Specifically, the EPA has authority to coordinate state programs, which are currently uneven and inconsistent, according to Craig.

"These interstate provisions already exist, and are waiting in possible combination with water quality trading, with the EPA's watershed approach, which the EPA is trying to expand, waiting to be used to address these larger systemic ecosystem issues that could get us to fishable swimmable," she says.

Clean water merges with dirty
The confluence of the St. Croix and Mississippi Rivers in Prescott, Wisconsin. The St. Croix, on the left, is one of the region's cleaner rivers, while the Mississippi, on the right, is much dirtier.
Photo courtesy of David Morrison, MPCA

The report says in addition to the EPA, the U.S. Department of Agriculture has tools to address the problem.
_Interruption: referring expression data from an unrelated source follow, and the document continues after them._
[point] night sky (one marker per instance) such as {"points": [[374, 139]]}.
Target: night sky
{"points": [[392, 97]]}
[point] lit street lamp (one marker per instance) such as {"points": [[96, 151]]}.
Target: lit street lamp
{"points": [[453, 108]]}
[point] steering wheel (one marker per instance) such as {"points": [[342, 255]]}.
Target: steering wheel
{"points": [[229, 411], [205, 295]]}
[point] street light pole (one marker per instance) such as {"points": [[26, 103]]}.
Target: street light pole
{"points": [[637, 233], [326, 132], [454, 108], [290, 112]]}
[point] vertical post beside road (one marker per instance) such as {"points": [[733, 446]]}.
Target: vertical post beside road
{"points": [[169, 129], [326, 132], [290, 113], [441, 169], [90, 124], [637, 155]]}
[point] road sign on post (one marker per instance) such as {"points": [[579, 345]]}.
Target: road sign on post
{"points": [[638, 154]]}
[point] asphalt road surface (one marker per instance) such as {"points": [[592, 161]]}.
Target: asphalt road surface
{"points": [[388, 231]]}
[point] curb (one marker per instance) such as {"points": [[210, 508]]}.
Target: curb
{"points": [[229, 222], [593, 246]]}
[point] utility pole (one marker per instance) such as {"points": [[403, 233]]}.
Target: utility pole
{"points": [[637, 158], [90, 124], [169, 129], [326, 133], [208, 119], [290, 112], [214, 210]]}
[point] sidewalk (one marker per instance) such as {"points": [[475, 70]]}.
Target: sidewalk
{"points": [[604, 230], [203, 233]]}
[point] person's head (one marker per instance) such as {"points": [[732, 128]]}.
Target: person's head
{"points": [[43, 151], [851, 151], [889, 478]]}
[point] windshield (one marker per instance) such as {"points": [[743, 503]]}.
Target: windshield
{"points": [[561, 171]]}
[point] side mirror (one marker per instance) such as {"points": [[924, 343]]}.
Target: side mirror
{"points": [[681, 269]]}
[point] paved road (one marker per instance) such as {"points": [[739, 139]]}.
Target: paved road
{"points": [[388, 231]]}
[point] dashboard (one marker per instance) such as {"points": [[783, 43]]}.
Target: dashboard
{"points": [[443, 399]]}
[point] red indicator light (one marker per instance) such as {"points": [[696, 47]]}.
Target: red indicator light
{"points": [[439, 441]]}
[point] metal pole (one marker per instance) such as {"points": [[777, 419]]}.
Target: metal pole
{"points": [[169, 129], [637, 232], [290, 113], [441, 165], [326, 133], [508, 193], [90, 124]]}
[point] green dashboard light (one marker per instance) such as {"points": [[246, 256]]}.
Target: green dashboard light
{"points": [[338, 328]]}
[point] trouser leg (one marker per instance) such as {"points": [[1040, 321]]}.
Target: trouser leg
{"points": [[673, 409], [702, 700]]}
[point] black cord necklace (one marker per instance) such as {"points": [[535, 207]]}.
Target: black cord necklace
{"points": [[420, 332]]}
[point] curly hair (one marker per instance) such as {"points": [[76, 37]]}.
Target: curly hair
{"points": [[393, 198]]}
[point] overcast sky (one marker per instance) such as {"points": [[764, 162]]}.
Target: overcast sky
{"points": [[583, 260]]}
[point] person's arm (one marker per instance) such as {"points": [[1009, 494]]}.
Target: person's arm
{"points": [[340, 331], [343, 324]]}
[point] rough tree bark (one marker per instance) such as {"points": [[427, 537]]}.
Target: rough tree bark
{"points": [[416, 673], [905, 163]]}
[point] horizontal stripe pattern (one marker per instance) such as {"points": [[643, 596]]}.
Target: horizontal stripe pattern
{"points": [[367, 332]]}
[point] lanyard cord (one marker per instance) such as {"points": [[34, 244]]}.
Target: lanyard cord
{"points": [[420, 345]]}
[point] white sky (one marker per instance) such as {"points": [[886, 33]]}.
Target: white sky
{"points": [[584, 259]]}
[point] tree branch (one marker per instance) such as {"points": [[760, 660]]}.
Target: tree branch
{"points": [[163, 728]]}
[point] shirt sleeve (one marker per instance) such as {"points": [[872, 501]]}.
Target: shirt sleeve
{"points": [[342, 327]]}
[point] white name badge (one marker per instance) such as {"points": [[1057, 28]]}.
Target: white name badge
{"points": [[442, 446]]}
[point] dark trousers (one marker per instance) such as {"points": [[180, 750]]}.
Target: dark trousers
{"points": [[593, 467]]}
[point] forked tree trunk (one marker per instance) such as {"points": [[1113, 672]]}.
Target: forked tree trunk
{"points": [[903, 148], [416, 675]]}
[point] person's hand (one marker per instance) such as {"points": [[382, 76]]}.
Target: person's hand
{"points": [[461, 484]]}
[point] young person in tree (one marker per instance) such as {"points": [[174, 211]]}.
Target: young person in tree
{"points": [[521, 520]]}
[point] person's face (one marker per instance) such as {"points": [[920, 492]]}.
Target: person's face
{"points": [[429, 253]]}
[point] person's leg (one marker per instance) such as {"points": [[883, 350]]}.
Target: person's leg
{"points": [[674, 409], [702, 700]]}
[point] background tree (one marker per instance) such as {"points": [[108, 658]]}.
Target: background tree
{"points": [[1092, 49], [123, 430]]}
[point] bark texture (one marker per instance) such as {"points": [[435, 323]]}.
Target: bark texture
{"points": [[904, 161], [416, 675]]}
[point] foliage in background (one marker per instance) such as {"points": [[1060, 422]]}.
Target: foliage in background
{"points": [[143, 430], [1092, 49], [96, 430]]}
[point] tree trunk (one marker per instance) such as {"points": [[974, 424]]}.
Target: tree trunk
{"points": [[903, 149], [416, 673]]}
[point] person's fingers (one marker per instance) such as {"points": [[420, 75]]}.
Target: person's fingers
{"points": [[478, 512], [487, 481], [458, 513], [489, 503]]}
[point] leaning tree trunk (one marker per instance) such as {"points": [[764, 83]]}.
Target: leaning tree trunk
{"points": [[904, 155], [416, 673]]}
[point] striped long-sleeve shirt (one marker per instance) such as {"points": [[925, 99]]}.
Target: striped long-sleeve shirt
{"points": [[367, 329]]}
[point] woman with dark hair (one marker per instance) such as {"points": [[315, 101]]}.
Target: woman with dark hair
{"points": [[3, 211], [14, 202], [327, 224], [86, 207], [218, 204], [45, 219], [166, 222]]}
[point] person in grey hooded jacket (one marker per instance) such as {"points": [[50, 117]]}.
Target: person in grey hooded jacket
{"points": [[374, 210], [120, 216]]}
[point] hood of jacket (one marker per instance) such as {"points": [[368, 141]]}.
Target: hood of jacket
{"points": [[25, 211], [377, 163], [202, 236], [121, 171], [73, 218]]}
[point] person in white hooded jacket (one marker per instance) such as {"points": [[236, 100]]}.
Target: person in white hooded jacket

It is possible to pinpoint those sources and deal with them, according to another study author, Otto Doering, from Purdue University.

"In any given watershed, it literally can be as little as 10% of the watershed that's providing 80-90% of the nutrients or sediments," he says.

He says a lot can be done with conservation programs. Those programs offer incentives to farmers to use best practices or set land aside to protect nearby streams. But those programs have been run more as a way to get cash into rural areas than as a tool to protect land and water, according to Doering.

"It's seen as an income entitlement to some extent historically. That has to stop. We've got to target these programs for cost-effectiveness."

That's even more important as farmers respond to higher demand for corn for ethanol, he says.

There is a model the report's authors would like to follow. It's the multi-jurisdictional effort to clean up the Chesapeake Bay. They say in spite of heavy development, in the 20 years since neighboring states and the federal government committed themselves to protecting it, at least it hasn't gotten worse.

They say the Mississippi River deserves that same kind of concerted effort.

Rep. Jim Oberstar, D-Minn., is sponsoring legislation to update the Clean Water Act. Oberstar says the Bush administration is interpreting a U.S. Supreme Court ruling in a way that causes unnecessary red tape and delays. His bill is scheduled for a hearing later this week.